O argumento central é que as dinâmicas do lado da oferta passaram a desempenhar papéis mais relevantes e podem se tornar persistentes e entrelaçadas com outras medidas, exigindo ajustes nos quadros de política econômica.
Utilizando exemplos recentes, como a pandemia de COVID-19 e o conflito na Ucrânia, o palestrante enfatizou que choques de oferta podem se estabilizar lentamente e ter efeitos que não são fáceis de distinguir em tempo real.

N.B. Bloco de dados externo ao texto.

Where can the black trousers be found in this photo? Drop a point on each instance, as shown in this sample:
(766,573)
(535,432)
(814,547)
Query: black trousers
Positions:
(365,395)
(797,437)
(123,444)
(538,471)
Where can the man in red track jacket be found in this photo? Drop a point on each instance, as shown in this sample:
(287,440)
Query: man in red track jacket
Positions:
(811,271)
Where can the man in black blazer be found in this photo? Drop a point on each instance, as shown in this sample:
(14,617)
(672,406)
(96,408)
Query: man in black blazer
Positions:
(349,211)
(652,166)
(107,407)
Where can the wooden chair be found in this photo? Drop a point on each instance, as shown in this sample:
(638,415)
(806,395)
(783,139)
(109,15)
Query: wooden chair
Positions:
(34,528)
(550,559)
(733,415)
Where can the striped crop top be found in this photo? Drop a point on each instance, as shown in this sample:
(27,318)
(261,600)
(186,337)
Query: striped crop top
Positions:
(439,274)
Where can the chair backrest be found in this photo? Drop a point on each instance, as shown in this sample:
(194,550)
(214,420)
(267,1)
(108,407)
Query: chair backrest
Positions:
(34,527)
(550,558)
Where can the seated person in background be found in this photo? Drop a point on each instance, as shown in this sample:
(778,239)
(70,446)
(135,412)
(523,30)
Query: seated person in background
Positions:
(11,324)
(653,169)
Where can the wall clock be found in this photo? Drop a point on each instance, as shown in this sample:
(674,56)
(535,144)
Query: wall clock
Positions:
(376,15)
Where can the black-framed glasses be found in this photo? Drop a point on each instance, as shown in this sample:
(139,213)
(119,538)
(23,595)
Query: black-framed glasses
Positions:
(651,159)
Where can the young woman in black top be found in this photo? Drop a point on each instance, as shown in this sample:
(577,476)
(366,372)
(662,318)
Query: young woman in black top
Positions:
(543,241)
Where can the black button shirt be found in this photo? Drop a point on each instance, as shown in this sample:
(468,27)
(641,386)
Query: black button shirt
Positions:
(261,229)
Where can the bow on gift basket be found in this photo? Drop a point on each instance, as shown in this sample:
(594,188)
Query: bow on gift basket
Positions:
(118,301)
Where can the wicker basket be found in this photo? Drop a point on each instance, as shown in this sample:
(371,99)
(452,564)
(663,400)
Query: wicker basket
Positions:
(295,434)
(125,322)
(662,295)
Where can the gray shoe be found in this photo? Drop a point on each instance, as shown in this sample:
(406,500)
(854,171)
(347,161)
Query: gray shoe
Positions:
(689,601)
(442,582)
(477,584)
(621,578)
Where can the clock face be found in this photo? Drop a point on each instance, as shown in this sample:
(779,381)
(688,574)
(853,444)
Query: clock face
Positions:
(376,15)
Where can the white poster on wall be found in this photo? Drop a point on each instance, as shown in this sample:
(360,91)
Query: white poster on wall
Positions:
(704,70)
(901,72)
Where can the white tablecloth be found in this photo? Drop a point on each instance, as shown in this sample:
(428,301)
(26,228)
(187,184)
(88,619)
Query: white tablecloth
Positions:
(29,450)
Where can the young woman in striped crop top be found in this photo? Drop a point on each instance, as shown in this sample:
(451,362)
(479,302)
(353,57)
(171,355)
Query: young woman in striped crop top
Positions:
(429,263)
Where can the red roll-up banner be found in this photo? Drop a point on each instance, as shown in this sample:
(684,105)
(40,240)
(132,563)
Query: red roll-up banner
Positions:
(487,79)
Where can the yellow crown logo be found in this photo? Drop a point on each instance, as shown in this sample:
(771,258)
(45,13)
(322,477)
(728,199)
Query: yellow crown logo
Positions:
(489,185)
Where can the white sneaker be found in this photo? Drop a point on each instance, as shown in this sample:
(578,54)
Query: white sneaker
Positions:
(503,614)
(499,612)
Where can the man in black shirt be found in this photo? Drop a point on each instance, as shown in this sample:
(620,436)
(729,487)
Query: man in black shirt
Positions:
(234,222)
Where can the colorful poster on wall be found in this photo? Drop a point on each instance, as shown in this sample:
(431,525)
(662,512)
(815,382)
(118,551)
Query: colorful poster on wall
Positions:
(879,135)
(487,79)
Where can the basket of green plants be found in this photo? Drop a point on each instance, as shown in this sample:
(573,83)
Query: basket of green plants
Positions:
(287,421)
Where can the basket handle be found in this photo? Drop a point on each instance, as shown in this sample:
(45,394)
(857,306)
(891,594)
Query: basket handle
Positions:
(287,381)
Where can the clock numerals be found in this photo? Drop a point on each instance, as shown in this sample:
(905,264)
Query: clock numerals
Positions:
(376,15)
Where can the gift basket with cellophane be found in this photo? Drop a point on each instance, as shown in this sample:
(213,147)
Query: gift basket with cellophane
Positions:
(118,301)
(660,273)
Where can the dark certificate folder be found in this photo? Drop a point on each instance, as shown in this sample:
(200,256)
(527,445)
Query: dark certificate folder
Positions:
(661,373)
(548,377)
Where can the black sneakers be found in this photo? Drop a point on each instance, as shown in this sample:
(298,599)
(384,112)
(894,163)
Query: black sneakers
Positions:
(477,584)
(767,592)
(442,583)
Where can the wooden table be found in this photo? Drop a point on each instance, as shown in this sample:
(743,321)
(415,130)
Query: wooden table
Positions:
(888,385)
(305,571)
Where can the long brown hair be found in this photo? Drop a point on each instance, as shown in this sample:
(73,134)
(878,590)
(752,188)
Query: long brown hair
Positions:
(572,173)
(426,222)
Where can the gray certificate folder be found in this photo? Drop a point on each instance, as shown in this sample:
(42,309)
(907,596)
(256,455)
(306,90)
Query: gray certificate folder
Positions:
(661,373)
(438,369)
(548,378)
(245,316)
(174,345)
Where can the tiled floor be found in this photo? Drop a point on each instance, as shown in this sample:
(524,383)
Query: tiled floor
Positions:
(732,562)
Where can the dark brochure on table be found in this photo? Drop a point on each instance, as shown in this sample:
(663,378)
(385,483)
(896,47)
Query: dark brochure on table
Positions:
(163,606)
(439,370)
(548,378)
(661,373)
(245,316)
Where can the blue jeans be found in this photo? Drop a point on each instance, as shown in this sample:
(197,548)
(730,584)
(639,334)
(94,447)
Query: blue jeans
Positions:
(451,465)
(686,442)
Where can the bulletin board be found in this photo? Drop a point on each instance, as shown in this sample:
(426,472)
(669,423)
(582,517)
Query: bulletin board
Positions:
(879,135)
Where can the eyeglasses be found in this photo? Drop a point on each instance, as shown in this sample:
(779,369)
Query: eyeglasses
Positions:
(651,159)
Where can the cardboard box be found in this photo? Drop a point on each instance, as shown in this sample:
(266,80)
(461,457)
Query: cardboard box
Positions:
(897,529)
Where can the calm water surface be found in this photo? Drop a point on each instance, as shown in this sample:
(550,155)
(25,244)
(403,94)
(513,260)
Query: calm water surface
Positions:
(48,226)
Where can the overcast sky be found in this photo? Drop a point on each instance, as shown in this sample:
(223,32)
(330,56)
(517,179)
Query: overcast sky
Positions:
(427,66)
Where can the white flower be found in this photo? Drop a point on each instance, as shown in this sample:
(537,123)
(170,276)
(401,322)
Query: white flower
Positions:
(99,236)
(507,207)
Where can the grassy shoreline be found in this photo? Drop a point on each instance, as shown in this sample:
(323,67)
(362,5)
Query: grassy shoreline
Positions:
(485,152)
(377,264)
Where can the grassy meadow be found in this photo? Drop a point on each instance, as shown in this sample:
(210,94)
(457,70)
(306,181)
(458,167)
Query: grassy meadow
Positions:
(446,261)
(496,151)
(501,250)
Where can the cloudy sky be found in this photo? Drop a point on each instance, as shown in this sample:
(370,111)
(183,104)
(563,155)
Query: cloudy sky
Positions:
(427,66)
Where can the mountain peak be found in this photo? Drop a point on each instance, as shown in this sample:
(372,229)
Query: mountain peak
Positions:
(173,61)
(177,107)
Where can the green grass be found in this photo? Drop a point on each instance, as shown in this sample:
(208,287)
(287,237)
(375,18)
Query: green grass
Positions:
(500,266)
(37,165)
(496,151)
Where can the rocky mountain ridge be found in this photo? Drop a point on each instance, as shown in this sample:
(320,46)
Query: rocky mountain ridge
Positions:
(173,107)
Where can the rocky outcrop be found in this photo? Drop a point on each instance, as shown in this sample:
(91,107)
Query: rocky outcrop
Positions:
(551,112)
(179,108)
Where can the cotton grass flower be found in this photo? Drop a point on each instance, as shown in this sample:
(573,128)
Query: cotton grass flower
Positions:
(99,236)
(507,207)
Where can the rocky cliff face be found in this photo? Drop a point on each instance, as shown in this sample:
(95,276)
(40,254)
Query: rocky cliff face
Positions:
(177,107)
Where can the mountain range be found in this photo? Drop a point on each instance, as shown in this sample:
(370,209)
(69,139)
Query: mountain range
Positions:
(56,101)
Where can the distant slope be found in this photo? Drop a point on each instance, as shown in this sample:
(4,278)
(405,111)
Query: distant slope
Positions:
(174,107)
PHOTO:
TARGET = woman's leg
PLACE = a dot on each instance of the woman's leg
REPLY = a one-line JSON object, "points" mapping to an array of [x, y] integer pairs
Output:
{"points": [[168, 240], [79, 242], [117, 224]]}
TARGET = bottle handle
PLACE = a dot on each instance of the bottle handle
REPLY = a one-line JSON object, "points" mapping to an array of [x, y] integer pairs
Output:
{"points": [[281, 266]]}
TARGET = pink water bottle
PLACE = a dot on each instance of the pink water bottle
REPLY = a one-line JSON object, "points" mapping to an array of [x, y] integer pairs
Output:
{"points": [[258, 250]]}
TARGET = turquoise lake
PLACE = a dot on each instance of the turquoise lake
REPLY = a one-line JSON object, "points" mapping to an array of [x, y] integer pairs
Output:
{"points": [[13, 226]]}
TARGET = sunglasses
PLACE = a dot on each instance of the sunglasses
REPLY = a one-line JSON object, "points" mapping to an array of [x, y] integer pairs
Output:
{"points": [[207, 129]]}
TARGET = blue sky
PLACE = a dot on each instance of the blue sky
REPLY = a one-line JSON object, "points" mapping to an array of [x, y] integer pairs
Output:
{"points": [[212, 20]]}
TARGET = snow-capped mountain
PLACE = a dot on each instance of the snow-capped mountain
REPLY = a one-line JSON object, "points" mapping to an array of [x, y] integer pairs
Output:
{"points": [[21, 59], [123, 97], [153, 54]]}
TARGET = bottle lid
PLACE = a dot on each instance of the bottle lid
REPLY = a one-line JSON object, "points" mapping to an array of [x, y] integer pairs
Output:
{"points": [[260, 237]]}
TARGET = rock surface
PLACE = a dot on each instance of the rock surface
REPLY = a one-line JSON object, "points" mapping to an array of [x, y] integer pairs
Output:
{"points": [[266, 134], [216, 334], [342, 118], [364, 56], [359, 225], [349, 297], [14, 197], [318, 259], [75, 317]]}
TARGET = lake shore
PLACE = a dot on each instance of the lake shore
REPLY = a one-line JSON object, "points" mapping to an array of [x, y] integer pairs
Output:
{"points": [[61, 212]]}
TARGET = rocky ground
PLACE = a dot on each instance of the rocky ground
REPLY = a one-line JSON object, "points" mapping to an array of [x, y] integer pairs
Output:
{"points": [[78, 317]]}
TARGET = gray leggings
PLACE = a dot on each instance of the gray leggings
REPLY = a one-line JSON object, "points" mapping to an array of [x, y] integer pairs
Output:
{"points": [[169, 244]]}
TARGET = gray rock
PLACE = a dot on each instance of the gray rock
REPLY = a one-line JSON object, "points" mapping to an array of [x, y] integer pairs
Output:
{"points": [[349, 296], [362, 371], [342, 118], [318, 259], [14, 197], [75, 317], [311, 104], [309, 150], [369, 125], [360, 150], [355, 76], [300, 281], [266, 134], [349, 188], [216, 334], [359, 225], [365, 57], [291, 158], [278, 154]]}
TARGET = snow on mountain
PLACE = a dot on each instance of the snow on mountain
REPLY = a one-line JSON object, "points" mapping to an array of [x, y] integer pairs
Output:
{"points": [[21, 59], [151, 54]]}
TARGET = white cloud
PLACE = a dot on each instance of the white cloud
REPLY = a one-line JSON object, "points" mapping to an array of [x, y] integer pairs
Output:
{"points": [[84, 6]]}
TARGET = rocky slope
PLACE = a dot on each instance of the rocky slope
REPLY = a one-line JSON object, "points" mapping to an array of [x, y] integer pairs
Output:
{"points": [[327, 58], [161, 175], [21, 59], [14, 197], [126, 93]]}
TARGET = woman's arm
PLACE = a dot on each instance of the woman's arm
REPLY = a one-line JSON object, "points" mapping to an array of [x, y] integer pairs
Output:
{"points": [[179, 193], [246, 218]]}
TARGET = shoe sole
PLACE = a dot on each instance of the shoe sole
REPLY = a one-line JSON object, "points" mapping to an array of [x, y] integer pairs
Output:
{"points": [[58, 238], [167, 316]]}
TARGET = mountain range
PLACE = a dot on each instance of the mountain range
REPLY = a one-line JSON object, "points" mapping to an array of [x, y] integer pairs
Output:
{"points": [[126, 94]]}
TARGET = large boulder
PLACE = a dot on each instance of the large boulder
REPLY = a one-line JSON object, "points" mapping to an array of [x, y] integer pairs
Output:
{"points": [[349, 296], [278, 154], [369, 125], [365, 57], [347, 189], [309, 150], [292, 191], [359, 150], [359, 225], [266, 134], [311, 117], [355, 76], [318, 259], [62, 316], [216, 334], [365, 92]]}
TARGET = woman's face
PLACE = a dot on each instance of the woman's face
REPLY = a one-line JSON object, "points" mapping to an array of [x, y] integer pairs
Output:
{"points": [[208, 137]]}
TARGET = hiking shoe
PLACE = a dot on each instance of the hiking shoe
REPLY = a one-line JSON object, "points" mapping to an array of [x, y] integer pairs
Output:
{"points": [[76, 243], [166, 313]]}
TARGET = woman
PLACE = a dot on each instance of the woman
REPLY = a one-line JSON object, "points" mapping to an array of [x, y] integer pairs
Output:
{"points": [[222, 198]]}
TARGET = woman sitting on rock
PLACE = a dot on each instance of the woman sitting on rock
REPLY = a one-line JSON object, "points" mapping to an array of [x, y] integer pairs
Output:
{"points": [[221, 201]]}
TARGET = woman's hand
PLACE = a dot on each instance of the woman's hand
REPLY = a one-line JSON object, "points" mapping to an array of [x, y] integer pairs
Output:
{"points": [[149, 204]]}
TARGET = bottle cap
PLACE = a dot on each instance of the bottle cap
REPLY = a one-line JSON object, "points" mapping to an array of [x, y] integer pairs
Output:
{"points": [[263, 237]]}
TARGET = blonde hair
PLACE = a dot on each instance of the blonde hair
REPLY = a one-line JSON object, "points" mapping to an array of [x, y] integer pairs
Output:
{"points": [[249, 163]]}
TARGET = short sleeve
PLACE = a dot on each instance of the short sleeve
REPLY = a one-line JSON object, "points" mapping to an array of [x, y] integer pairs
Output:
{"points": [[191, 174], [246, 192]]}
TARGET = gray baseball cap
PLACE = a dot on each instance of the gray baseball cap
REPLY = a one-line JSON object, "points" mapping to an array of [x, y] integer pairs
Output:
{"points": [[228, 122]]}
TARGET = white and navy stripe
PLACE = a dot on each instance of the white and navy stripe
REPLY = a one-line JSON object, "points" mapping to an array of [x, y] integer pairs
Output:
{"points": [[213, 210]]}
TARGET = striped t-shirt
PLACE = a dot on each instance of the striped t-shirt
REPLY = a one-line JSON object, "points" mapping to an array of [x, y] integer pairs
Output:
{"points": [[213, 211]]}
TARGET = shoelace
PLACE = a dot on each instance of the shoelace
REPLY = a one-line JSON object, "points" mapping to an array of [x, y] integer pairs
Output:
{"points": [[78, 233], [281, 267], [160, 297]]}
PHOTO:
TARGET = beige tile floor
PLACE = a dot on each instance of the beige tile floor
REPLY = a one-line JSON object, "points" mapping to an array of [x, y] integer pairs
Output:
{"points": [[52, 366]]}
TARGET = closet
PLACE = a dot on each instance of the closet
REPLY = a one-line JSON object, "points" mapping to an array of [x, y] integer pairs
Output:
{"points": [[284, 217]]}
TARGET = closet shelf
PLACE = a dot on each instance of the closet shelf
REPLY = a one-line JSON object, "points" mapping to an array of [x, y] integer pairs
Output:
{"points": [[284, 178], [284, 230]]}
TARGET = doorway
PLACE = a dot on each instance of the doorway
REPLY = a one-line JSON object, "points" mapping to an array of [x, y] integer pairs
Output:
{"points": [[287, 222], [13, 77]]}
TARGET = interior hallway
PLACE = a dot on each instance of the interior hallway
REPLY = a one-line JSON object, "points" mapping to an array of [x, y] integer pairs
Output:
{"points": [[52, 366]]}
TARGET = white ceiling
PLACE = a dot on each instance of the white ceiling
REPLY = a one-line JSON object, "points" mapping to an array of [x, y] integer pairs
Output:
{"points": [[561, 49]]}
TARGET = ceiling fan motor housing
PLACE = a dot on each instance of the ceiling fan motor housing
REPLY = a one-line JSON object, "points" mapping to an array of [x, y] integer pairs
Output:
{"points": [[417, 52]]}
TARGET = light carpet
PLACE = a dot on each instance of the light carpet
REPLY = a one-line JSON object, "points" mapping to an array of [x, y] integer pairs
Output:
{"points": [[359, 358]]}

A ideia é adaptar políticas para uma era em que interrupções na oferta são frequentes e estruturalmente significativas.
Principais pontos
- Política mais contida: evitar cortes de juros rápidos quando houver incerteza sobre a persistência da inflação.
- Respostas graduais: manter uma postura cautelosa diante de riscos inflacionários e não reverter rapidamente decisões anteriores.
- Inflação pode reagir rapidamente à política monetária quando estiver acima da meta por longos períodos.
- Choques de oferta negativos podem continuar a surgir.
- O mercado de trabalho pode não sofrer um colapso imediato, mas os riscos inflacionários seguem com viés de alta.
- É necessária uma abordagem cautelosa para cortes de juros no curto prazo.
Observação sobre a inflação: o processo de desinflação tem desacelerado, a taxa neutra de juros está mais elevada, e há dúvidas sobre o quanto a política é realmente restritiva neste momento.